The gui for this project uses tkinter, make sure the environment is set up properly for tkinter
- Download the wikipedia 1.6 million file collection wikipedia_text_files.json from https://drive.google.com/file/d/1T_HFDEB2vGCZDyKrKNZYEKZJTnAHASgp/view?usp=sharing.
- Then run formatWikiFile.py to turn this into a json lines file, wikipedia_data_lines.json.
- Then run hashIndex.py to generate the index in 8 pickle files. Move into the hashed-index directory.
- Then run readHashedIndex.py to generate all the hashmaxTermFrequency and hashTFIDF files, 8 of each. Move into the hashed-max-term and hashed-tfidf directories.

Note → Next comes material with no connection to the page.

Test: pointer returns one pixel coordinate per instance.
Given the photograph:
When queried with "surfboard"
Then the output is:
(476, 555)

- In the querylogs directory run combine_clean_data.py to get one full querylog file.
- Return to the project directory.
- Then go one directory level up from the project and create a directory called wiki-files-separated.
- Then navigate into this new directory and create 9 folders file1, file2,...,file9.

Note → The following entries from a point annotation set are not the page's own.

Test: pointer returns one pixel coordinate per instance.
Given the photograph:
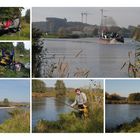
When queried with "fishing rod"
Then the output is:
(66, 104)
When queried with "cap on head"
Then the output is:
(76, 90)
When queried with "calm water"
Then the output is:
(4, 115)
(48, 109)
(118, 114)
(100, 60)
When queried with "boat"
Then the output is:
(106, 35)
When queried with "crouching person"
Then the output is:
(81, 100)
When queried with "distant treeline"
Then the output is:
(63, 28)
(133, 98)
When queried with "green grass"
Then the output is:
(132, 127)
(24, 34)
(6, 72)
(70, 122)
(18, 123)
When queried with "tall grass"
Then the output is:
(18, 123)
(24, 34)
(70, 122)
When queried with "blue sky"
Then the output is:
(27, 44)
(123, 16)
(15, 90)
(75, 83)
(122, 87)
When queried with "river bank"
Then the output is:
(122, 102)
(133, 126)
(15, 123)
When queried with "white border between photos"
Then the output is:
(67, 3)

- Then navigate back into your project directory and run splitUpFiles.py, this will break the wikipedia files up into individual documents, to allow for faster searching
- To run the project you can either run gui.py or justins_gui.py. justins_gui.py requires > 27 GB memory, but is faster
- when the gui is running you can enter a search term, hitting the spacebar will generate query suggestions you can select from. Hitting enter will begin the search. Relevant, ranked results will appear along with a 2 sentence snippet.